Dr. Martin Anton Groder

Personalia
Born:
Died:
Profession:
Persecution:
Imprisonment 1941 (several weeks)
Memberships
Curriculum Vitae
Martin Anton Groder is born as the son of a small farmer, only comes in the 15th Year of life for studying at the Borromäum High School in Salzburg. In 1916 he moved to the I. Tiroler Kaiserjäger-Regiment and then returns to the 7th class.
He then studies law and holds a doctorate in 1926. In 1920 he joined the student association Austria Innsbruck. Martin Anton Groder becomes a journalist. There is hardly a topic to which he does not take a critical position in his self-willing style. He stays long without employment.
In 1933 he is appointed by the VF to Vienna and is a 1937 editor at the “Telegraph”. In 1938 he emigrated to Switzerland.

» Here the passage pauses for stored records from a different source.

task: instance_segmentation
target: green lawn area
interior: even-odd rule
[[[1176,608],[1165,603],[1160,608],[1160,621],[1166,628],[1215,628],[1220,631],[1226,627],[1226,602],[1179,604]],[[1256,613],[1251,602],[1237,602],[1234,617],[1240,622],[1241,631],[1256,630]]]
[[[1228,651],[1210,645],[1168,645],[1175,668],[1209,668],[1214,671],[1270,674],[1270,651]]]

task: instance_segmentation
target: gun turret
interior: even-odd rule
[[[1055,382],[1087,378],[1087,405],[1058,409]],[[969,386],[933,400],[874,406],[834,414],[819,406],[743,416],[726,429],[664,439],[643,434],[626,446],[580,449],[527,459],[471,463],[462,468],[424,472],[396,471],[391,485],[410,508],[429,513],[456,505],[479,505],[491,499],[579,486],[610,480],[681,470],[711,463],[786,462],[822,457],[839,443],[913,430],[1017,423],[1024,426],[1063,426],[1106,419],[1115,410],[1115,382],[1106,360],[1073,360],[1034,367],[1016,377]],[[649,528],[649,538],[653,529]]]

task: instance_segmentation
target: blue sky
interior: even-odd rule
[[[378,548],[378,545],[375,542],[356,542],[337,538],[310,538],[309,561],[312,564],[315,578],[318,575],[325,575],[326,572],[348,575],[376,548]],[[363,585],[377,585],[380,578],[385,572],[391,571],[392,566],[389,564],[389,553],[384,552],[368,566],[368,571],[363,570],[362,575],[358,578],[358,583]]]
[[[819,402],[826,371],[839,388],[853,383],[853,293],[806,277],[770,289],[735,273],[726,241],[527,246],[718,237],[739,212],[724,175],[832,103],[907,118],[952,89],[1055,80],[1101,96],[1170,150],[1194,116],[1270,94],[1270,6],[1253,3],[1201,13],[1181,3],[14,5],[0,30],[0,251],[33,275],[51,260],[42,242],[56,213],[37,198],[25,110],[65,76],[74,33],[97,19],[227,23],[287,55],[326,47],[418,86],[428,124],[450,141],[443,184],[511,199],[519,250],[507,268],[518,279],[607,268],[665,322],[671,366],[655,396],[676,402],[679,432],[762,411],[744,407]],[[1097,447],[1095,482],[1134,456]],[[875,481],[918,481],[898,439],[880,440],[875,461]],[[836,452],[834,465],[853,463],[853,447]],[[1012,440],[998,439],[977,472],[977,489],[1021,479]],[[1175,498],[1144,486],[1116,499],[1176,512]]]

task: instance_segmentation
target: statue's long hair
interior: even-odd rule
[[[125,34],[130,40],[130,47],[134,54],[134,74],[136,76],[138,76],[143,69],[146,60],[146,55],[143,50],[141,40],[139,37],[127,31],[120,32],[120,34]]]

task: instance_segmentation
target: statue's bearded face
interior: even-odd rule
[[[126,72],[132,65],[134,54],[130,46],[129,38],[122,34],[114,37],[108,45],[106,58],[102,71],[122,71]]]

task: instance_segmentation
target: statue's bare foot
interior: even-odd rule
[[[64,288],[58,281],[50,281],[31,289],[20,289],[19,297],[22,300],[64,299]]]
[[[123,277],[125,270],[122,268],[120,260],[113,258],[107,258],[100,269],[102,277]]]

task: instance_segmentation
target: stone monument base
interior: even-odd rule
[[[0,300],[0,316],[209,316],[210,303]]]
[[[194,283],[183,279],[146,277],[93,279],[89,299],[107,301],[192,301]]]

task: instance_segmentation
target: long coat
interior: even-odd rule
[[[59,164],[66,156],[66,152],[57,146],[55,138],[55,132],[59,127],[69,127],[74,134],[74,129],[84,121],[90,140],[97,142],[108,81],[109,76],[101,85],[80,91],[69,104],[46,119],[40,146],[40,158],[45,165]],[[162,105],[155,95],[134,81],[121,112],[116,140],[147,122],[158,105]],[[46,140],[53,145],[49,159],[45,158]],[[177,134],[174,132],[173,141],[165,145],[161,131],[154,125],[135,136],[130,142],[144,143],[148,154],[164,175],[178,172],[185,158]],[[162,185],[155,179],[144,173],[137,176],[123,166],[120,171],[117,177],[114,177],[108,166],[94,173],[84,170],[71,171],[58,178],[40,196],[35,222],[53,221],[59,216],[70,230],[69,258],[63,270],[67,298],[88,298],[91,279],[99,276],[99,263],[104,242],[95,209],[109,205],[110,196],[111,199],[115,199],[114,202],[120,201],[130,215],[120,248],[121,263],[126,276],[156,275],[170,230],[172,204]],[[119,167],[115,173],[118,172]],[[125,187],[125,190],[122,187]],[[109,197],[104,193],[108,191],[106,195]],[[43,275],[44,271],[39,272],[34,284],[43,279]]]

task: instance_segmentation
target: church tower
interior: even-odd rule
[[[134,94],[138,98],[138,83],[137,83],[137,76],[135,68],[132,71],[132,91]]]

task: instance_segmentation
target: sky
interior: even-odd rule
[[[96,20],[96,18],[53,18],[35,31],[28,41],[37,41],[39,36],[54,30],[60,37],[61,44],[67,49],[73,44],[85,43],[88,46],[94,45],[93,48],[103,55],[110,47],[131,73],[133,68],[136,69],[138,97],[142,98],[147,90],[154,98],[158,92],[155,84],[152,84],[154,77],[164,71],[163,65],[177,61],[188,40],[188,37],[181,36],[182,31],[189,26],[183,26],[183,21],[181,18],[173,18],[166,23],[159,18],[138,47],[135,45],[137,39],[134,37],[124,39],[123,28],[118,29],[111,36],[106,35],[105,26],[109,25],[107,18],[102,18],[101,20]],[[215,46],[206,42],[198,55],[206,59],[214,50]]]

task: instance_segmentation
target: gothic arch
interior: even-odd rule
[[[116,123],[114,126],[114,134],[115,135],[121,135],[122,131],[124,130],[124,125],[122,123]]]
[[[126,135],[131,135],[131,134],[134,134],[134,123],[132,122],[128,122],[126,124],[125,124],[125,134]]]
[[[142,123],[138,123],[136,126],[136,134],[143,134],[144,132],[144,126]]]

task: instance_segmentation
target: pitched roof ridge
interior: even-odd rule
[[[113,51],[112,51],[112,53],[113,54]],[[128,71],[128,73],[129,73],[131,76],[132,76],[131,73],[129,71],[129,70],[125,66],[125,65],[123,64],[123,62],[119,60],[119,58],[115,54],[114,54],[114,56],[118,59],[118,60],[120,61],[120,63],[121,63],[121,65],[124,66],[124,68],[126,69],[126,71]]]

His “Roman der Mutter” (“Roman der Mutter”), which appears in 1940, is not successful, his work permit is not extended, and so he returns “home to the Reich” in August 1941.
At the border the Gestapo receives him; it is highly suspected, because many thousands of VF membership cards bear its distinctive signature. After weeks of interrogation in the police prison in Innsbruck and the Bregenz regional court, he is finally released and immediately moved to the customs border protection.
After the war, Martin Anton Groder will be elected to the Tyrolean Country Day in 1945 and will be head of the Office for Culture and Science as well as Chairman of the Radio Advisory Council and the Theatre Committee.
Places
Residence:
Citations
Fritz, Herbert/Krause, Peter (2013): Farbe tragen, Farbe bekennen 1938–45. Katholisch Korporierte in Widerstand und Verfolgung. (ÖVfStg, 2013) S. 310/311.